Expertise

Proposition de loi relative à l’intérêt des enfants

Cette proposition de loi relative à l’intérêt des enfants s’inscrit dans « l’ordre du jour transpartisan » de l’Assemblée nationale. Elle a été examinée en commission des affaires sociales le 21 janvier.

Actualité législative

Cette proposition de loi a été examinée en commission des affaires sociales le 21 janvier et viendra pour examen en séance publique le 27 janvier.

Sur le fond, ce texte comprend 11 articles aux objets suivants :

L’article 1er prévoit le renforcement des contrôles administratifs sur les établissements et services de protection de l’enfance, il interdit leur gestion par des acteurs privés lucratifs et améliore la circulation de l’information entre les départements et au sein de ceux-ci.

En commission, l’interdiction du secteur privé lucratif a été élargie afin d’inclure l’ensemble des structures de protection de l’enfance, notamment les lieux de vie et d’accueil (LVA). Une entrée en vigueur différée de cette interdiction d’ici trois ans est prévue pour les établissements existants, ce qui répond à une demande des départements. Les contrôles réalisés sont recensés dans le rapport sur la gestion des établissements d’aide sociale à l’enfance (ASE) que le président du conseil départemental présente chaque année à l’assemblée délibérante et les contrôles réalisés par l’État ou le département pourront être inopinés. Les contrôles devront vérifier que les personnels des établissements contrôlés ont produit une attestation d’honorabilité récente, conforme aux délais de renouvellement prévus par les obligations réglementaires en vigueur.

L’article 1er bis ajouté en commission supprime le cadre dérogatoire permettant des accueils en cas d’urgence ou de mise à l’abri dans des établissements ne relevant pas du code de l’action sociale et des familles. Il interdit l’accueil dans des hôtels.

L’article 1er ter ajouté en commission prévoit une évaluation des pouponnières à caractère social tous les deux ans.

L’article 2 renforce les contrôles des établissements d’accueil du jeune en prévoyant un contrôle tous les trois ans sans modifier les dispositions relatives à la démarche évaluative. Il a été ajouté la possibilité de réaliser des contrôles inopinés, les plus à même de garantir un contrôle plein et entier des établissements. 

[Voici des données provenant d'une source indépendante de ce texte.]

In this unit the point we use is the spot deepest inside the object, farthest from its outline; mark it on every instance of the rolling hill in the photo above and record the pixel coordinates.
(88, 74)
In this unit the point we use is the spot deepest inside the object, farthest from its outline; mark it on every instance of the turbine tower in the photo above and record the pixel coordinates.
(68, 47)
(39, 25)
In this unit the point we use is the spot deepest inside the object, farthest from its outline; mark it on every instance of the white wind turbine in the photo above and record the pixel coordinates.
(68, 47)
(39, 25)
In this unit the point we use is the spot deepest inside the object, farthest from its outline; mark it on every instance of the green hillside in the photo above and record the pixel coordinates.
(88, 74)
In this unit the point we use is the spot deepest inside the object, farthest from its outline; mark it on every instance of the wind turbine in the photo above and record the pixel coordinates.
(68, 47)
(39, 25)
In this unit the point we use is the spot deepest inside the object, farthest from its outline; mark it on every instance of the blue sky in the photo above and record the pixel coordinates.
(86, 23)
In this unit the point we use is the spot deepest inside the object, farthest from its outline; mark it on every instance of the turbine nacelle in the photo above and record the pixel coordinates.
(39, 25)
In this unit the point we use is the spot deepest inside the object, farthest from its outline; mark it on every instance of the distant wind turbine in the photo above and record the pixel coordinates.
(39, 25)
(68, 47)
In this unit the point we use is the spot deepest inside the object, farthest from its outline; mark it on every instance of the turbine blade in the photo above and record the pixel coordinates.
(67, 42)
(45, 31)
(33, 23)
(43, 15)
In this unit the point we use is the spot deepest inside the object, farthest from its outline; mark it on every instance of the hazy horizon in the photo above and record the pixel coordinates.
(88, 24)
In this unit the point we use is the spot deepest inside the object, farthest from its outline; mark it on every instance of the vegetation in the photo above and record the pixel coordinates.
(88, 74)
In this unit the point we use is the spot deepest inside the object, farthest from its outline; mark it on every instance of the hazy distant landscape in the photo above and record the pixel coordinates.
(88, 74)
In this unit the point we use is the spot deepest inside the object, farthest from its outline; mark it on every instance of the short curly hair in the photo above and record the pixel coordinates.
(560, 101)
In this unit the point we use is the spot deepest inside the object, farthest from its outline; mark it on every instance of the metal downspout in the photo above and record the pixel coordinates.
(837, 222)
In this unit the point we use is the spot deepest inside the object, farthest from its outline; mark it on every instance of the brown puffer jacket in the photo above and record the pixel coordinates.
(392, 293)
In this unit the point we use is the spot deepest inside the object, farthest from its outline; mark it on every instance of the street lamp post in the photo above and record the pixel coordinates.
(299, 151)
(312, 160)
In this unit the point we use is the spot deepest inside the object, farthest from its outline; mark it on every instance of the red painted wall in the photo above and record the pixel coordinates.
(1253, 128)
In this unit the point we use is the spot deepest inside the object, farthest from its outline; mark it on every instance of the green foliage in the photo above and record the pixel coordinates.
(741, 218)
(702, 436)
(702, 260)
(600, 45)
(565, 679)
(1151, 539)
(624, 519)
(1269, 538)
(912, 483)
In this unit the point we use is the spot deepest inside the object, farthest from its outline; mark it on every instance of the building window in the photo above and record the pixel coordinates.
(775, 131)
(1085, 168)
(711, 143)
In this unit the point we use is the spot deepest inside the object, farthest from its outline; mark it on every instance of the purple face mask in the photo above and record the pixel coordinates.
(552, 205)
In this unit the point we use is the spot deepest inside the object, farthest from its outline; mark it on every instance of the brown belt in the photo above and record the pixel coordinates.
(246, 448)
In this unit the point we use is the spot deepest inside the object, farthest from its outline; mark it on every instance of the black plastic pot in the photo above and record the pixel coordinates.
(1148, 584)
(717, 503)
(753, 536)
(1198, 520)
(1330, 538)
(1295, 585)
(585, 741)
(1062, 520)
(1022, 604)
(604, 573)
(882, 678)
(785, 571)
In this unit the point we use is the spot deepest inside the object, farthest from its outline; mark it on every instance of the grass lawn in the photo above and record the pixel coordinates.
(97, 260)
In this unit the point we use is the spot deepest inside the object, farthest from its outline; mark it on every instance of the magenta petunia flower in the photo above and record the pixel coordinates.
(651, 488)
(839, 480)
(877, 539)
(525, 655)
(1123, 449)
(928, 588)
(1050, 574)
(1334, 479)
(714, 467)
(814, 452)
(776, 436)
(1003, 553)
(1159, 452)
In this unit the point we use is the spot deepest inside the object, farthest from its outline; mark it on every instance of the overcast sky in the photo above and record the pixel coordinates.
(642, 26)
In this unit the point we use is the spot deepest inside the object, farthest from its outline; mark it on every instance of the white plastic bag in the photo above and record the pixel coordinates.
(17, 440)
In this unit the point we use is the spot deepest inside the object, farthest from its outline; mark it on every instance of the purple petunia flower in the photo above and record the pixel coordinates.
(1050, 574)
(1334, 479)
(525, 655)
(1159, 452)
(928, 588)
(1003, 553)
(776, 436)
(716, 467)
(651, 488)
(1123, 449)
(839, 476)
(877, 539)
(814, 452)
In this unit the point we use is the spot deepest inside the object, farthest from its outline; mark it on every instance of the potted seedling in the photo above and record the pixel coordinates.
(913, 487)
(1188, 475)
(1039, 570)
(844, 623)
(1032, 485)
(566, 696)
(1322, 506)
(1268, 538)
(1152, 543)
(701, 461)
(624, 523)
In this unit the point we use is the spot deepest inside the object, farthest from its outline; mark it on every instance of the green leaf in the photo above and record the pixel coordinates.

L’article 3 vise à clarifier la répartition des compétences entre le juge des enfants (JE) et le juge aux affaires familiales (JAF) lorsqu’il est nécessaire de statuer sur les modalités d’exercice de l’autorité parentale et le droit de visite et d’hébergement des parents de l’enfant. En effet, le JAF exerce une compétence générale de principe en la matière, et le JE une compétence d’exception, de manière accessoire aux mesures d’assistance éducative. Or, il peut arriver que les deux juges soient amenés à intervenir dans un même dossier, au risque de prendre des décisions contradictoires. L’article 3 prévoit dès lors une compétence exclusive du JE dès lors qu’un enfant fait l’objet d’une mesure d’assistance éducative, de façon à dessaisir le JAF de toute question relative aux modalités d’exercice de l’autorité parentale.

L’article 3 bis complète l’article 371-1 du code civil sur l’autorité parentale en ajoutant « Lorsque les titulaires de l’autorité parentale ne respectent pas leurs obligations de façon répétée, le juge pour enfant peut leur enjoindre de suivre un stage de responsabilité parentale. »

L’article 4 créé une ordonnance de protection provisoire se substituant à l’ordonnance de placement provisoire. Elle permet au procureur de prendre des mesures de placement provisoire mais aussi l’autorise à prononcer des mesures d’interdiction de paraître et d’entrer en contact ou attribue la jouissance du logement familial au parent protecteur.

L’article 5 vise à garantir aux enfants confiés à des tiers dignes de confiance les mêmes droits qu’aux enfants confiés aux services départementaux de l’ASE, en matière d’accès à la protection universelle maladie, aux bourses de l’enseignement supérieur et aux logements sociaux. En outre, à 18 ans, en cas de difficulté avec le tiers digne de confiance, ils pourront solliciter le département pour bénéficier d’un accompagnement au même titre que les enfants placés par les départements.

L’article 6 décline cette égalité des droits des enfants placés dont les enfants confiés à des tiers dignes de confiance dans le dispositif de l’affiliation autonome à la sécurité sociale ou de complémentaire santé solidaire.

L’article 7 prévoit l’accès aux bourses universitaires pour les étudiants ayant fait l’objet d’une mesure de protection judiciaire avant leur majorité à savoir aux enfants placés auprès de l’ASE ou d’un tiers digne de confiance.

L’article 7 bis ouvre un accès prioritaire au logement social aux mineurs ayant été confiés à un membre de la famille ou à un tiers digne de confiance.